"Reaching" is one of the 10 tracks on Ida Mae's debut album, Chasing Lights, which is due early summer on Thirty Tigers. It's the culmination of Turpin and Jeans' journey from the alt-rock band Kill It Kid into the country blues of Robert Johnson, Son House, Charley Patton, and others, a musical path that's proven fruitful in a very short time. Ida Mae recorded Chasing Lights with producer Ethan Johns at Peter Gabriel's Real World studio in Bath, England, and the duo was signed briefly to Warner Bros. by Seymour Stein. "It's just completely surreal," notes Turpin, whose stash of guitars includes the same 1931 National steel model played by Bukka White and Blind Boy Fuller. "When you're doing it you're only focused on the next thing and constantly trying to improve. Something cool may happen and you get the initial moment of shock, but then it becomes reality and you’ve got to get it to work. Then only afterwardscan I look back at those things, and it's like, 'F---! Shit! Did that actually happen?'"

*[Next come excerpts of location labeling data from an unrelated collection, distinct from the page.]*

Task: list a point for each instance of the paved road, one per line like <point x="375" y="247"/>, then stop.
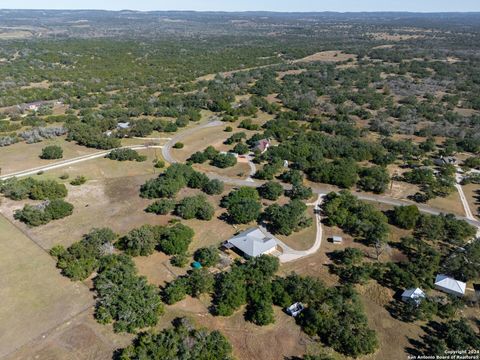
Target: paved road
<point x="63" y="163"/>
<point x="318" y="189"/>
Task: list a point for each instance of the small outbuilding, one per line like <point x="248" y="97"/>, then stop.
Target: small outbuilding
<point x="415" y="296"/>
<point x="295" y="309"/>
<point x="450" y="285"/>
<point x="337" y="239"/>
<point x="252" y="243"/>
<point x="262" y="145"/>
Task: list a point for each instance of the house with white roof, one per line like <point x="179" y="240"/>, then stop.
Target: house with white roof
<point x="450" y="285"/>
<point x="252" y="243"/>
<point x="415" y="296"/>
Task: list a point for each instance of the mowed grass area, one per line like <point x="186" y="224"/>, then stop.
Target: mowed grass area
<point x="450" y="204"/>
<point x="23" y="156"/>
<point x="35" y="297"/>
<point x="281" y="340"/>
<point x="472" y="192"/>
<point x="305" y="238"/>
<point x="373" y="296"/>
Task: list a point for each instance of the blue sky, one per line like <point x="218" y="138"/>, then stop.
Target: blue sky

Ida Mae has also been logging miles on the road with Greta Van Fleet, opening for the rock band last year in North America and for the group's recently rescheduled upcoming European tour. "We were a little shocked when we were invited to play with them, but then it quickly made sense," Turpin says. "Their dad was in a blues band, plays harmonica. They grew up with Stax and Otis Redding, all the same blues things I did. A lot of their heroes are British rock 'n' roll bands, who during the 60s fell in love with blues coming out of Chicago. So it makes sense that Greta would be into us, and those [shows] really work out well."
Ida Mae, which now resides in Nashville, is wrapping up a European run and begins its next U.S. trek on May 14 in Lexington, Ky., mostly opening for Blackberry Smoke. Turpin and Jean are well aware these are still early days for their reinvented musical path, but they're happy to be reaching in this direction now.
"We started this because we wanted to do something purely for ourselves, with no compromises," Turpin explains. "We'd been pushed around by record companies a bit s who wanted to make us more poppy and more commercial, but not anymore. There's no thoughts about radio, what's gonna work anywhere. We're focused in on exactly what we want to make, and we're really loving it."